Река замерзла, но у берега, там, где круглилась излучина, оставалось небольшое пространство открытой воды. Проще всего было бы положить в наволочку камень, но этот камень мог ушибить котят, которых мистер Споффорд собирался умертвить. Он завязал узлом край мешка и подошел к воде - шум в наволочке стал громче и жалобнее. Берег был обледенелый, река глубокая. Снег слепил глаза. Когда мистер Споффорд опустил мешок в воду, тот поплыл; пытаясь потопить его, старик потерял равновесие и сам упал в воду.
- Помогите! Помогите! Помогите! - кричал он. - Помогите! Помогите! Помогите! Я тону!
Но никто его не услышал, и прошло несколько недель, прежде чем его хватились.

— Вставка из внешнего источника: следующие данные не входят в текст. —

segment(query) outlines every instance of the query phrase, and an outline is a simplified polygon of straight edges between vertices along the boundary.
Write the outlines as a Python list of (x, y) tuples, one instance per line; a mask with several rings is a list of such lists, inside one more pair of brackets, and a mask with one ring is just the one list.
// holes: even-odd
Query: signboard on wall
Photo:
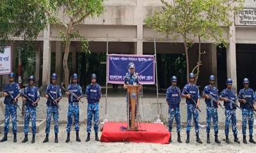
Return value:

Потом раздался гудок - это гудел вечерний поезд, который, разметая сугробы снегоочистителем паровоза, привез домой последних пассажиров, привез их к старым домам на Бот-стрит, где ничего не менялось и все было знакомо, где никто не терзался и никто не горевал и где через несколько часов все души будут подвергнуты оценке и добрые люди получат тобогганы и санки, коньки и лыжи, пони и золотые монеты, а злые ничего не получат, кроме куска каменного угля.
2
Семья Уопшотов поселилась в Сент-Ботолфсе в семнадцатом веке. Я хорошо знал их, я занимался изучением их дел и даже посвятил лучшие, наиболее плодотворные годы моей жизни составлению их семейной хроники. Это были довольно дружелюбные люди. Когда вы встречали кого-нибудь из них на улицах Сент-Ботолфса, он вел себя так, будто радостно ждал этой случайной встречи; но, если вы ему о чем-нибудь рассказывали - например, о том, что Уэст-Ривер вышла из берегов или что ресторан "Пинкхемс-Фолли" сгорел дотла, - он мимолетной улыбкой давал вам понять, что вы заблуждаетесь. Уопшотам обычно ничего не рассказывали. Нежелание получать какую-либо информацию было, по-видимому, их семейной чертой. Они были очень высокого мнения о себе, они так безмерно себя уважали, что просто не представляли, как это они могут не знать о каком-нибудь наводнении или о пожаре, хотя бы даже в то время путешествовали по Европе. Я учился в школе вместе с их мальчиками, соревновался с Мозесом во время гонок, которые устраивал Травертинский парусный клуб, и играл в футбол с ним и с его братом. Они имели обыкновение громко окликать друг друга, как будто, выкрикивая свою фамилию через все поле, делали ее хоть немножко бессмертной. Я провел много приятных часов в доме Уопшотов на Ривер-стрит, и все же я хорошо помню, что они могли в любую минуту заставить меня почувствовать мое одиночество и мучительно ясно дать мне понять, что я для них чужой.